One of the most powerful features of the MCP-U client is the ability to let AI models (like Claude or Gemini) query historical sensor data themselves. They do this using the sql_readonly_query tool.

Here are some tips and example prompts for getting the most out of this feature.

The AI doesn’t automatically know your database structure. However, the client provides a resource at mcu://cache/schema.

Effective Prompt:

“Read the schema at mcu://cache/schema to understand the database structure, then write an SQL query to find the average voltage over the last 10 minutes.”

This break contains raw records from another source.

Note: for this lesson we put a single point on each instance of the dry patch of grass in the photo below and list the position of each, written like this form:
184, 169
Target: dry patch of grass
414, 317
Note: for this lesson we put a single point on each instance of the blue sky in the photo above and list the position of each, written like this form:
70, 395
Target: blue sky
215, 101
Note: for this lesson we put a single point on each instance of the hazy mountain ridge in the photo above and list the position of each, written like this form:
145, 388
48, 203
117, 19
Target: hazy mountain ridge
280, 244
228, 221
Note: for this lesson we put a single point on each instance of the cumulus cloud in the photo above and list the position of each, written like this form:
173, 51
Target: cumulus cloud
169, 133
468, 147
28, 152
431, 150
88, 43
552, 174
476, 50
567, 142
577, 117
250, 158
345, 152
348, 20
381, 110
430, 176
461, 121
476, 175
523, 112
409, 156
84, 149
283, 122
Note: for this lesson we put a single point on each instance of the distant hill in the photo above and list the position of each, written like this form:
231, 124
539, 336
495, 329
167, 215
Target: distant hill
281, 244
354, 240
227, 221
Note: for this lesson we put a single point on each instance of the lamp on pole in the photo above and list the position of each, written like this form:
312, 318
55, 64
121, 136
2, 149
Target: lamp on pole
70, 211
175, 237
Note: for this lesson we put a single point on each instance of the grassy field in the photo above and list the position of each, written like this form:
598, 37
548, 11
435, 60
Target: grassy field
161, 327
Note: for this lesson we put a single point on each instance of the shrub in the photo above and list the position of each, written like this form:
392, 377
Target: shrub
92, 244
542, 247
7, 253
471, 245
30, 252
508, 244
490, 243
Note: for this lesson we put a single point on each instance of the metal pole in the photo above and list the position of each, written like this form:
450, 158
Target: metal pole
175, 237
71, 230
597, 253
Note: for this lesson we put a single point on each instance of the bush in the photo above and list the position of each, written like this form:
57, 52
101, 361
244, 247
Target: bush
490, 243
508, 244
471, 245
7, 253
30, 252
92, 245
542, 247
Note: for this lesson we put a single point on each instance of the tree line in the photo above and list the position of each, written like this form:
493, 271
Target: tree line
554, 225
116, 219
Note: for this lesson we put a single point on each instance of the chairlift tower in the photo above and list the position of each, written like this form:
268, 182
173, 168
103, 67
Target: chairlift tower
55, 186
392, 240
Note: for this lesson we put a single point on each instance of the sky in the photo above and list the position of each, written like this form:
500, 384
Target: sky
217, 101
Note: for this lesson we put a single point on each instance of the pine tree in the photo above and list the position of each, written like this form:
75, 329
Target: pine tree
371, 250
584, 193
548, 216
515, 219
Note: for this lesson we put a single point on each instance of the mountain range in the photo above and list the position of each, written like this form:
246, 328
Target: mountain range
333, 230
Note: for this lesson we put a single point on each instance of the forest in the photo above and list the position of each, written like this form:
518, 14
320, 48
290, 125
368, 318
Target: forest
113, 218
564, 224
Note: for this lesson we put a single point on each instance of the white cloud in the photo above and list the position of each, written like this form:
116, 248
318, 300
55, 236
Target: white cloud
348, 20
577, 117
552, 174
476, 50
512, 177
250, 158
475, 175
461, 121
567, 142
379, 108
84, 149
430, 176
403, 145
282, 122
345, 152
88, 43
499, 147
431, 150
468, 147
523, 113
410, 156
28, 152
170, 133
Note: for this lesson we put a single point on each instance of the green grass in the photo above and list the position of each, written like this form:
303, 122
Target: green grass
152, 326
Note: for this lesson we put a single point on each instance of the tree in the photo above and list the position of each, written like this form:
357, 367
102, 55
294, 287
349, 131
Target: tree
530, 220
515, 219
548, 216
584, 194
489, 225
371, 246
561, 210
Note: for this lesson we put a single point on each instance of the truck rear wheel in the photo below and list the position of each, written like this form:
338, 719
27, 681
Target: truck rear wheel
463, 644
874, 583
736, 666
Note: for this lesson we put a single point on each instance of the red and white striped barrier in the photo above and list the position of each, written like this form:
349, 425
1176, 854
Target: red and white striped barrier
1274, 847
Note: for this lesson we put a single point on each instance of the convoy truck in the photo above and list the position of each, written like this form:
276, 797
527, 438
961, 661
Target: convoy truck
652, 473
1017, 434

“Using the sql_readonly_query tool, look at the numeric_observations view for the resource voltage_feedback. Are there any values above 3.5V in the last hour? If so, tell me exactly when they occurred.”

“Query the mcp_u_tool_calls table and give me a summary of how many times the set_led tool failed versus succeeded today.”

“Check the buffer_drain_health view. Are there any error counts for the buffer drains? Are we pulling data consistently?“

The sql_readonly_query tool is equipped with a safeguard. It only permits SELECT and WITH statements. If an AI tries to run an INSERT or DROP TABLE command, the client will block the query and return an error.

The tool also enforces a maximum row limit (default: 500) to prevent the AI context window from being overwhelmed by massive datasets.

If the AI needs to process more data, prompt it to use SQL aggregations instead:

“Do not return all the raw data. Instead, write an SQL query that groups the data by hour and returns the AVG(value_num).”